Prerequisites for Authorization
- Rename the template app secrets files to app_secrets.py and app_secrets.json. At some point I'll make it so there's only one file.
- Paste your Application ID, Application Secret, and your Blackbaud API Subscription Key into the placeholders in
app_secrets.py
. These will be used for authorization and authentication throughout the process. Put these fields in 'app_secrets.json' as well. The other fields for that file will come later.
- Choose a URL to use for testing auth codes and set it in
test_api_endpoint
field in app_secrets.py
.
- If you are an environment admin, make sure that you have connected your application to the environment from which you want to pull data. If you are not an environment admin, ask your administrator to connect your SKY API application
- Port 13631 is used on the local machine to run the web server. Make sure that here, in your application settings, under Redirect URIs, that you have
http://localhost:13631/callback
as an option.
Obtain Authorization Code to Get Tokens
- Once the prerequisite steps are completed, run the authorization code generator component (
bb_auth.py
).
- When the application is running, go to
http://localhost:13631
. Here, you will find the link that you need to go to in order to authorize your application with your credentials.
- Sign in with your Blackbaud ID, then click "Authorize". You should be taken to a screen with your authorization code. If you look at the console of the application, you will see a very long access token and a much shorter refresh token. Copy these values and paste them in
app_secrets.json
.
- Once you have copied these values into the config file, you can terminate the bb_auth application.

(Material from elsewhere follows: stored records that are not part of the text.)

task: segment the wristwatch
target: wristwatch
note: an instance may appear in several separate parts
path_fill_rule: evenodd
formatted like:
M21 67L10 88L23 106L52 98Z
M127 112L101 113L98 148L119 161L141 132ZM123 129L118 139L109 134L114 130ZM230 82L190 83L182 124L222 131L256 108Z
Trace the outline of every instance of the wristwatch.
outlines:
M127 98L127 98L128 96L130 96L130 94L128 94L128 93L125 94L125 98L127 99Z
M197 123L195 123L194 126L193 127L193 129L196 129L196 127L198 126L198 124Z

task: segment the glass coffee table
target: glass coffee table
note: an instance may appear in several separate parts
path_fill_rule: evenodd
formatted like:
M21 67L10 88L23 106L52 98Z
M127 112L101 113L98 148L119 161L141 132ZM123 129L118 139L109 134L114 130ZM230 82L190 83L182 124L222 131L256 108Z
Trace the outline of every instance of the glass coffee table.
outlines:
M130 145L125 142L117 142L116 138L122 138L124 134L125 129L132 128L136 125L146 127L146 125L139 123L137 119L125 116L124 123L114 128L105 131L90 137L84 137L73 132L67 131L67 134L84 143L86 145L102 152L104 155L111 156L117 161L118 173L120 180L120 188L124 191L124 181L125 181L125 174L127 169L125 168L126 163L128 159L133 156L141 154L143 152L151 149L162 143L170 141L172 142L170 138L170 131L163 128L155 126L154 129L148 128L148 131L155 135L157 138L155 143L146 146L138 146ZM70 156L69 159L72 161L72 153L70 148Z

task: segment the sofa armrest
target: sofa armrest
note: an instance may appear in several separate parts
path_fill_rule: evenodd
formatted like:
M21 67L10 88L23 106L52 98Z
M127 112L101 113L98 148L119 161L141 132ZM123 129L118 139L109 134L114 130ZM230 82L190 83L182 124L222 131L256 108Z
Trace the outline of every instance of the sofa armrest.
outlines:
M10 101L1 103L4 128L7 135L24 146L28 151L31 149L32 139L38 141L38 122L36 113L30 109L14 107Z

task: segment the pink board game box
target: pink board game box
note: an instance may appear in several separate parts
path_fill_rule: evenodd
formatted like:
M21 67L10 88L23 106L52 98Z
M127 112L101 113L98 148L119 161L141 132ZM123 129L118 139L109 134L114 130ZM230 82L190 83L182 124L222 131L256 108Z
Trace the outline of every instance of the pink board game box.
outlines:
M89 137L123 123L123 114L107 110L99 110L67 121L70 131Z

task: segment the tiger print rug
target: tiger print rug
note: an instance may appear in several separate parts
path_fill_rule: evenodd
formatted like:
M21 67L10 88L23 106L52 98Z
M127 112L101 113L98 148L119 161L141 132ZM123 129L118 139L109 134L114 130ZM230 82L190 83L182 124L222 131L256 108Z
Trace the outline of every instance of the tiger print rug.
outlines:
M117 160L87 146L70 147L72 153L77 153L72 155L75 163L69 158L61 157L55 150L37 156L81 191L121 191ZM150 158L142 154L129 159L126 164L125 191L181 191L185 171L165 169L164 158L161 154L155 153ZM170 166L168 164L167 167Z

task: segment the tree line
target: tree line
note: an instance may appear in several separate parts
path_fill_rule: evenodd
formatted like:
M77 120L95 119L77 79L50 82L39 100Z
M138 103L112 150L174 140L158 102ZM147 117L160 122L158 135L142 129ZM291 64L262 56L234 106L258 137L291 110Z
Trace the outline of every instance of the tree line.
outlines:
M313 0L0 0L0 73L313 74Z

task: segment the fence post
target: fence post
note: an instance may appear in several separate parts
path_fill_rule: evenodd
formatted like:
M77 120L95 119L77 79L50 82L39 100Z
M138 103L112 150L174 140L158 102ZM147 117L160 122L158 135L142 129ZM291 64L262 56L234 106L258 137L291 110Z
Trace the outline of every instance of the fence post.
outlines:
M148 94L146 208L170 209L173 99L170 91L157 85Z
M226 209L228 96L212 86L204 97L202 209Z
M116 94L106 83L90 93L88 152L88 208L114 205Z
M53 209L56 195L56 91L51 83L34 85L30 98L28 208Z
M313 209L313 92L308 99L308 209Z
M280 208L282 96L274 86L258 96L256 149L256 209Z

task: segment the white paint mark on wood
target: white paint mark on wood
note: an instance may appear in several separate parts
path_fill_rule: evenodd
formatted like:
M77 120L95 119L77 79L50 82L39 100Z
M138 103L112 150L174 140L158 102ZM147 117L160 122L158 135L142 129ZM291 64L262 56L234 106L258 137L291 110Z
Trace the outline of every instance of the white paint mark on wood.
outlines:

Settting up the PostgresQL server
Follow the standard PostgresQL installation process. Create tables that align with the data that you are pulling from Blackbaud.
Using Prefect for orchestration
Conda install Prefect or pip install prefect depending on your dev environment. prefect server start runs the server, and excecuting flow.py in your python env starts polling the deployments. Alternativly, on windows you can use the included .bat files. In our implimentatnion, the prefect server and polling are set to automatically restart whenever the server restarts using windows scheduler. Currently this is a little buggy. Open http://127.0.0.1:4200/dashboard on the machine where the Prefect server is running to view runs of the ETL flows.
Contributing
Contributions are welcome! Please fork the repository and submit a pull request. Please be aware that much of the ETL code will be Blackbaud environment dependant.